Wanita di belakang tadi bergegas ke ruangan lain.
"K-kalian bicara apa …? Aku dimana? K-kacamataku …!"
Perempuan tadi menoleh ke Alicia, kemudian menanggapinya dengan bahasa ibu Alicia, "Tidak apa-apa. Kamu baik-baik saja. Minum ini dulu."

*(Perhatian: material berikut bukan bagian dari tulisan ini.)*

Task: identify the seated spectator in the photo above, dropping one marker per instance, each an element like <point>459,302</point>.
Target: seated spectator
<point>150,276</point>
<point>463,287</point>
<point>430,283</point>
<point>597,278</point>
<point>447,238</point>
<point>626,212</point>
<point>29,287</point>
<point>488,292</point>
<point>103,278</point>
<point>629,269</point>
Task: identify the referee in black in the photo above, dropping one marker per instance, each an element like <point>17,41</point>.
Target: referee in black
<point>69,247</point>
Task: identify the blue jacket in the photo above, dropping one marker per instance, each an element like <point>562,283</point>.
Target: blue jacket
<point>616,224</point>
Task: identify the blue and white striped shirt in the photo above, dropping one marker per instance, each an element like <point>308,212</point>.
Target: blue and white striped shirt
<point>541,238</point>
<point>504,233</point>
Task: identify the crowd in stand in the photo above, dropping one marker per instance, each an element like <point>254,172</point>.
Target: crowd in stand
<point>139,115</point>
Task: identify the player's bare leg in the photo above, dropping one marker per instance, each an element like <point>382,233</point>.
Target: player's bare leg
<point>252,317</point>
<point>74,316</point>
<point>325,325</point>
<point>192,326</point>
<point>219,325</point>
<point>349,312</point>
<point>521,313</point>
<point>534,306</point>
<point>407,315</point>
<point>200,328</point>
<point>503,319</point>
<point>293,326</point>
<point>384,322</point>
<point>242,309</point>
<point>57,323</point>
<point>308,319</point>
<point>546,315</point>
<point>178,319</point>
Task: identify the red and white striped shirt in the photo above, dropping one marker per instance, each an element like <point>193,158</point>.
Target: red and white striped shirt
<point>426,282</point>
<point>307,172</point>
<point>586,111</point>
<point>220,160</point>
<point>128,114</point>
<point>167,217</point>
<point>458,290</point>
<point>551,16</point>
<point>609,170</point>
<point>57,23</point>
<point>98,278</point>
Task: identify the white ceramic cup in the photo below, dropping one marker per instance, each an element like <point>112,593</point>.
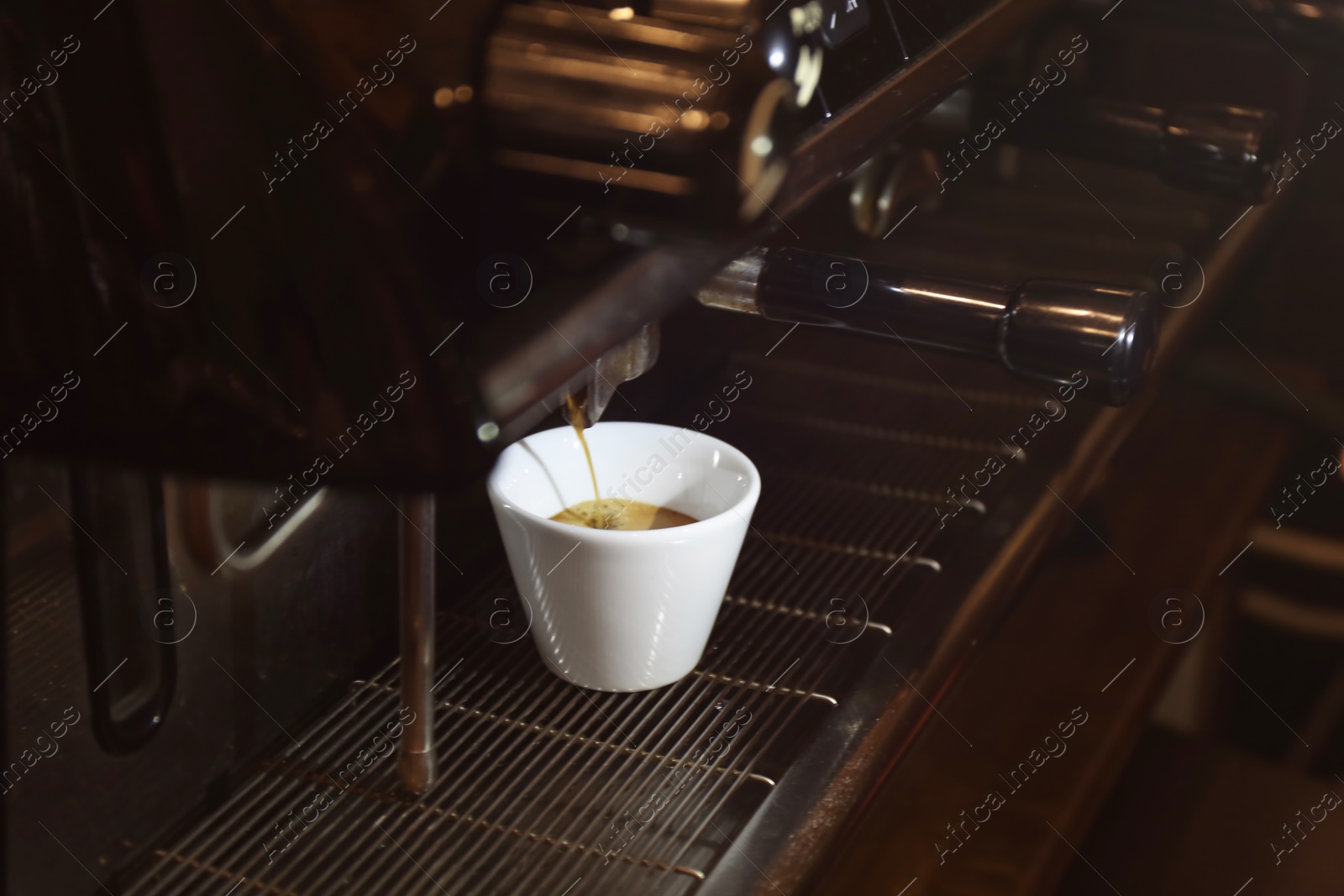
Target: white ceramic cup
<point>618,610</point>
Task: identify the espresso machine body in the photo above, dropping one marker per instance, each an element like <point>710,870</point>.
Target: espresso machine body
<point>276,271</point>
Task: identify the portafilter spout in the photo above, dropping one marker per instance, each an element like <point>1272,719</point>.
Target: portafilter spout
<point>624,363</point>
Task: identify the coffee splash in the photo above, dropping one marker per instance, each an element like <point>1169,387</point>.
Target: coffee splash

Segelas minuman hangat disodorkan kepada Alicia. Ia tak tahu minuman apa itu; warnanya putih keruh hampir coklat, dan terdapat bau rempah yang tajam. Sang gadis tak dapat bangkit karena nyeri di dadanya, maka wanita tadi memandu tubuh Alicia agar terduduk, dan bibirnya dibimbing untuk menerima cairan tersebut. Sang gadis hanya pasrah. Namun seteguk saja cairan itu masuk, sang gadis langsung merampas gelas dan menghabiskannya sendiri. Dirinya sampai terbatuk-batuk karena meneguk terlalu cepat.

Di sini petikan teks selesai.